Es posible que haya gente que coincida con críticas a los primeros Presupuestos de Rajoy pero se pregunten si se puede hacer otra cosa. La respuesta es que sí.
Para empezar hay que diagnosticar bien nuestros males. En España no hay solo un problema de déficit. Hay, además, un problema de recesión. La recesión, inexorablemente, tiende a empeorar el déficit. Atacar la recesión requiere de otra política en Europa. Una idea que poco a poco se abre camino. Desde España hay que exigirla.
Además, el déficit no está provocado tan solo por un incremento del gasto público, sino muy principalmente por una caída brutal de los ingresos. El PP ha estado predicando el mantra de la bajada de impuestos con lo que ha contribuido a la crisis fiscal del Estado. Una crisis que no es coyuntural, como parece creer el PP, sino estructural. No se va a solucionar con parches ni con medidas transitorias.
En el lado del gasto, la caverna mediática señala a las Comunidades Autónomas como las causantes de exceso de gasto. En esta campaña destaca Esperanza Aguirre quien ha propuesto lisa y llanamente la supresión de las Comunidades Autónomas, para ahorrar nada menos que 48.000 millones, una cifra que nada tiene que ver con la realidad, por la sencilla razón de que si un hospital, por ejemplo, pasa a estar gestionado por el Estado, no se ahorra el gasto que origina sino que cambia de lugar. ¿Ganamos algo cambiando un gasto de una administración a otra?
Las Comunidades Autónomas gestionan educación, sanidad y servicios sociales, es decir, los pilares del Estado Social. Fácil es comprobar que la campaña contra las Comunidades está encaminada a erosionar los servicios públicos fundamentales.
La derecha hace las reformas que no hacen falta y, sin embargo, no entra a las reformas que son cruciales. No hay necesidad de hacer una reforma del Estado Autonómico y, menos aún, liquidarlo. Hace falta, eso sí, un federalismo cooperativo. No hacía falta una reforma laboral que, todo el mundo reconoce, no crea empleo.
Sin embargo, no se han hecho dos reformas necesarias.La reforma fiscal que restablezca los principios de solidaridad y de suficiencia. Y que desencadene una potente batalla contra el fraude fiscal, en lugar de embarcarse en amnistías fiscales injustas y desmoralizadoras.
El origen de nuestra crisis es financiera. Y hoy es el día en que el Sistema Financiero sigue sin cumplir su papel de financiador de la economía productiva. La inyección de liquidez del Banco Central Europeo sirve para financiar al Estado y, sobre todo, para sanear la cuenta de resultados de los Bancos que toman prestado al 1% y lo prestan al 5%. Con garantía pública, eso sí. Pero sigue sin fluir el crédito. Este es el problema que ninguna reforma ha resuelto.

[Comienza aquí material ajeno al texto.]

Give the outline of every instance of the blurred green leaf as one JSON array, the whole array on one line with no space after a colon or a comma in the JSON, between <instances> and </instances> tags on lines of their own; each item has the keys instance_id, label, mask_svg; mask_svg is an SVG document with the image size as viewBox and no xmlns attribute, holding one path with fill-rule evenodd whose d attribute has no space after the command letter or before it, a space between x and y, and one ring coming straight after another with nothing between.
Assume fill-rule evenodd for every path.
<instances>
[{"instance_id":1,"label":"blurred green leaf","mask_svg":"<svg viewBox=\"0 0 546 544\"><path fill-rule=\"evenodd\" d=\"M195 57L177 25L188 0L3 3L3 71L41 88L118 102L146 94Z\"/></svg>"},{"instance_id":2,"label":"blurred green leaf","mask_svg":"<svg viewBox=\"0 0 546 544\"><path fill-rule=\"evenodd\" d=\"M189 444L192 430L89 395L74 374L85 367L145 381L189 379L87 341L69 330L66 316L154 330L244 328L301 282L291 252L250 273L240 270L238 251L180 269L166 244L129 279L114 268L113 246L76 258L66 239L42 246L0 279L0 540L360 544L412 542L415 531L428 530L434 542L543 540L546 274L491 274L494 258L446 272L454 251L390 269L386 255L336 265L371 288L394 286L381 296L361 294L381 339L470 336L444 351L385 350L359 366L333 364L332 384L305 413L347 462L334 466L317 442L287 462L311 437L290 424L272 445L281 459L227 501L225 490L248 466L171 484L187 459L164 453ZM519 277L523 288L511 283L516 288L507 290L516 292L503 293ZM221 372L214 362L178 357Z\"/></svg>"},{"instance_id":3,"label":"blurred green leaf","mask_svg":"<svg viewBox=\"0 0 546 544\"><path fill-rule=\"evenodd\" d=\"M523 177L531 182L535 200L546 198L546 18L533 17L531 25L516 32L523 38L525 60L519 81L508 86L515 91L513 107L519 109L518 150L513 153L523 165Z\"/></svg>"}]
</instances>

Las reformas, según Rajoy, están pensadas para “preparar la economía para cuando se produzca la recuperación”. Pero el problema es, precisamente, como estimular la recuperación.
Por ello, lo que toca hacer en el lado de los ingresos es enmendar el Presupuesto elevando la tributación de las rentas del capital hasta su equiparación con las del trabajo; incrementando la progresividad del IRPF; suprimiendo la deducción por adquisición de vivienda para las rentas altas; revisando a fondo la fronda de deducciones en el Impuesto de Sociedades; estableciendo el impuesto sobre las grandes fortunas y el impuesto sobre transacciones financieras; revocando la amnistía fiscal y aprobando una iniciativa contra el fraude; revisando la normativa de las SICAV para evitar la elusión fiscal. Todo ello mientras se elabora una gran reforma fiscal. Los beneficios fiscales de este año suponen 38.000 millones. El fraude supera, con mucho, esa cifra. Lo cual indica que hay un gran margen de mejora.

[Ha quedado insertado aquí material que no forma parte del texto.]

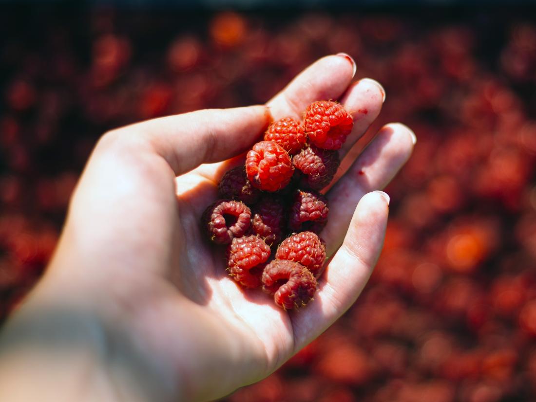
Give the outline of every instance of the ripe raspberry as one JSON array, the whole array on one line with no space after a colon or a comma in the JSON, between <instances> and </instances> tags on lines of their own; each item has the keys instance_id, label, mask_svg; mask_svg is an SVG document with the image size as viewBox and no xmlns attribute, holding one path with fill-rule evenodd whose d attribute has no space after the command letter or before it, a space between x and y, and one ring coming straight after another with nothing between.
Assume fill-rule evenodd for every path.
<instances>
[{"instance_id":1,"label":"ripe raspberry","mask_svg":"<svg viewBox=\"0 0 536 402\"><path fill-rule=\"evenodd\" d=\"M209 238L217 244L228 244L245 233L251 211L243 202L218 200L203 213L202 222Z\"/></svg>"},{"instance_id":2,"label":"ripe raspberry","mask_svg":"<svg viewBox=\"0 0 536 402\"><path fill-rule=\"evenodd\" d=\"M292 158L296 168L295 175L300 178L299 185L303 188L321 190L333 180L340 160L337 151L308 147Z\"/></svg>"},{"instance_id":3,"label":"ripe raspberry","mask_svg":"<svg viewBox=\"0 0 536 402\"><path fill-rule=\"evenodd\" d=\"M326 261L326 246L312 232L293 233L279 245L276 258L299 262L318 278Z\"/></svg>"},{"instance_id":4,"label":"ripe raspberry","mask_svg":"<svg viewBox=\"0 0 536 402\"><path fill-rule=\"evenodd\" d=\"M262 190L282 188L290 182L294 171L288 154L273 141L257 142L246 157L248 178Z\"/></svg>"},{"instance_id":5,"label":"ripe raspberry","mask_svg":"<svg viewBox=\"0 0 536 402\"><path fill-rule=\"evenodd\" d=\"M252 211L251 233L264 239L269 246L278 244L285 229L284 212L279 199L264 197Z\"/></svg>"},{"instance_id":6,"label":"ripe raspberry","mask_svg":"<svg viewBox=\"0 0 536 402\"><path fill-rule=\"evenodd\" d=\"M243 166L227 171L220 181L219 190L222 198L239 200L246 204L254 204L260 196L260 191L248 180Z\"/></svg>"},{"instance_id":7,"label":"ripe raspberry","mask_svg":"<svg viewBox=\"0 0 536 402\"><path fill-rule=\"evenodd\" d=\"M316 191L294 193L288 227L294 232L308 230L319 234L327 219L327 200Z\"/></svg>"},{"instance_id":8,"label":"ripe raspberry","mask_svg":"<svg viewBox=\"0 0 536 402\"><path fill-rule=\"evenodd\" d=\"M352 131L354 120L340 104L319 101L307 107L303 125L309 141L317 147L339 149Z\"/></svg>"},{"instance_id":9,"label":"ripe raspberry","mask_svg":"<svg viewBox=\"0 0 536 402\"><path fill-rule=\"evenodd\" d=\"M298 262L274 260L264 268L263 290L273 294L276 304L285 310L305 306L316 291L316 279Z\"/></svg>"},{"instance_id":10,"label":"ripe raspberry","mask_svg":"<svg viewBox=\"0 0 536 402\"><path fill-rule=\"evenodd\" d=\"M227 246L227 269L244 287L257 287L270 254L270 246L258 236L235 238Z\"/></svg>"},{"instance_id":11,"label":"ripe raspberry","mask_svg":"<svg viewBox=\"0 0 536 402\"><path fill-rule=\"evenodd\" d=\"M284 117L271 124L264 134L265 141L273 141L289 155L300 151L305 146L307 136L303 126L292 117Z\"/></svg>"}]
</instances>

En el lado de los gastos hay que promover un federalismo cooperativo entre las Comunidades Autónomas y el Estado en la idea de obtener economías de escala e insistir en eliminar gastos innecesarios o meramente menos necesarios. Pero hay que blindar el gasto mínimo en los tres servicios esenciales: educación, sanidad y servicios sociales. Y hay que oponerse al recorte de inversiones vitales para el futuro como es I+D, becas y universidades. Finalmente, hay que apostar por inversiones creadoras de empleo como la rehabilitación de viviendas.
Como dice Holland, nunca hay un solo camino. Por lo que sabemos, el camino de Rajoy nos mete en el pozo de la recesión y fracasa en su propósito de calmar a los mercados. Es hora de iniciar otro camino, definiendo las reformas que necesita al país.